Tip of the Day!
Heart Disease Starts
In Childhood
After age 2, cut back on Fat, Sugar,
Sodium in Kids' Foods
By Jeanie Lerche Davis
March 6, 2003 -- The french fries and burgers are taking their toll. Today's kids are developing the same cholesterol, blood pressure, and weight problems seen in adults -- the same adults who develop heart disease. Public health officials are concerned.
Parents and pediatricians should crack down on kids' diet and make them get more exercise, says a statement released today by the American Heart Association (AHA). The paper provides guidelines to prevent heart disease beginning in childhood.
"There is now quite a large body of evidence documenting ... physiologic changes when hypertension, high cholesterol, and diabetes are present in childhood," says lead researcher Rae-Ellen W. Kavey, MD, chairwoman of cardiology at Children's Memorial Hospital in Chicago, in a news release.
"Because the process of heart disease begins then, prevention should hold the most promise when it is initiated in children," she says.
Parents should give their kids low-fat, low-sugar, and low-sodium foods after age 2, says the AHA statement. Parents should also limit children to two hours of TV a day. Doctors should assess the child's diet, tobacco use, weight, and physical activity at every office visit. Blood pressure and cholesterol should be checked regularly.
In fact, a Canadian study presented today at the AHA annual conference, being held in Miami, addresses high blood pressure among children.
In that study, researchers examined the impact of obesity on blood pressure in about 3,500 children.
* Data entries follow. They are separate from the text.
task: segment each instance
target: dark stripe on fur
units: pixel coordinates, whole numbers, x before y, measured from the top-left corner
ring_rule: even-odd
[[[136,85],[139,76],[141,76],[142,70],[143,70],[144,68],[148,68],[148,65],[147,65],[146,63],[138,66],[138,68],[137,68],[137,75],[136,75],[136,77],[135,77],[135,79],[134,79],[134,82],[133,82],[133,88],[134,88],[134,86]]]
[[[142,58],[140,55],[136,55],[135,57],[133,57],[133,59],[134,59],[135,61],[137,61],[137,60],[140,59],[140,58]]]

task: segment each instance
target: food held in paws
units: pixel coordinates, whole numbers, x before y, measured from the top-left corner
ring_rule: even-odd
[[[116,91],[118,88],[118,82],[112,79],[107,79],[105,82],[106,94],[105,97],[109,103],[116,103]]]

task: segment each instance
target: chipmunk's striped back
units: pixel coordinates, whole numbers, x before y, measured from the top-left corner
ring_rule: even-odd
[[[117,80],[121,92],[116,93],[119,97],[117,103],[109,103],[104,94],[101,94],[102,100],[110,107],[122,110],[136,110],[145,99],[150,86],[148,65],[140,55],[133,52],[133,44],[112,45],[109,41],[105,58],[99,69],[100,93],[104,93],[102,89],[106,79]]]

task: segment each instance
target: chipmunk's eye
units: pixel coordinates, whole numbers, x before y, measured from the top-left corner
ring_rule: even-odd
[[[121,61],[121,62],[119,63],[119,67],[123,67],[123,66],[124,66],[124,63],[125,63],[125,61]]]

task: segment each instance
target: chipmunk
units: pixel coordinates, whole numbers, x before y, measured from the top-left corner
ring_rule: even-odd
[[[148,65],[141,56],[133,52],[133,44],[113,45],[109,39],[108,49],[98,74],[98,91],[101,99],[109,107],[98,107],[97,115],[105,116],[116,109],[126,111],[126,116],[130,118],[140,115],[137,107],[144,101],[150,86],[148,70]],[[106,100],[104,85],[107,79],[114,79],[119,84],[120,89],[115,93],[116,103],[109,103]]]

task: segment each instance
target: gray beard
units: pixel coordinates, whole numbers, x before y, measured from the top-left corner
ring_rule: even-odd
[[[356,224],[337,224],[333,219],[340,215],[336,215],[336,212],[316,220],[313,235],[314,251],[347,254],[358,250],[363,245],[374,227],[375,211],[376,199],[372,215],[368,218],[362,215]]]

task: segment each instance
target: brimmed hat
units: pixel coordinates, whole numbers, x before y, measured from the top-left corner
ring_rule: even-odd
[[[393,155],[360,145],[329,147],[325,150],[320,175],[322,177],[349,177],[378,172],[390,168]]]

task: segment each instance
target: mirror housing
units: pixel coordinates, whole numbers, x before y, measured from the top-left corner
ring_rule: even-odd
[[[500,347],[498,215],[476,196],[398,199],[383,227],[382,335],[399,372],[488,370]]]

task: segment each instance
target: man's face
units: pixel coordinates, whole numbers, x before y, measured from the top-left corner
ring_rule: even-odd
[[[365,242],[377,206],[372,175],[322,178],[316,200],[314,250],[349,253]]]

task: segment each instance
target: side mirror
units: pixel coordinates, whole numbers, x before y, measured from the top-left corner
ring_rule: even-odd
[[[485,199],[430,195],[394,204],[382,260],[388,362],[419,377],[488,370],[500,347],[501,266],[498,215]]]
Though the overall blood pressure readings were elevated, boys between 13 and 16 years old had the highest readings. Even kids as young as 9 had high readings.
"Our results suggest that this increase in systolic pressure is related to the obesity epidemic in children and adolescents," says lead researcher Gilles Paradis, MD, a professor at McGill University School of Medicine in Montreal.
"These children will be tomorrow's hypertensive adults," Paradis says. "Schools, parents, health professionals, and policy-makers need to understand that the gravity of the obesity epidemic requires urgent and massive prevention efforts aimed at getting kids to become physically active as well as to eat a healthy diet, promoting optimal growth but not excessive caloric intake."
If obesity were an infectious disease, health officials would be calling for widespread vaccinations and calling obesity a "public health catastrophe," he says. "Obesity is the No. 1 dietary disorder in North America" -- and the long-term consequences may be particularly important when it starts at such a young age, he says.
SOURCES: News releases, American Health Association. Circulation, March 2003. Abstract, "Early Consequences of the Obesity Epidemic: Elevated Blood Pressure in Children and Adolescents in Quebec, Canada," 43rd Annual Conference on Cardiovascular Disease Epidemiology and Prevention in association with the Council on Nutrition, Physical Activity and Metabolism, Miami, March 5-8, 2003.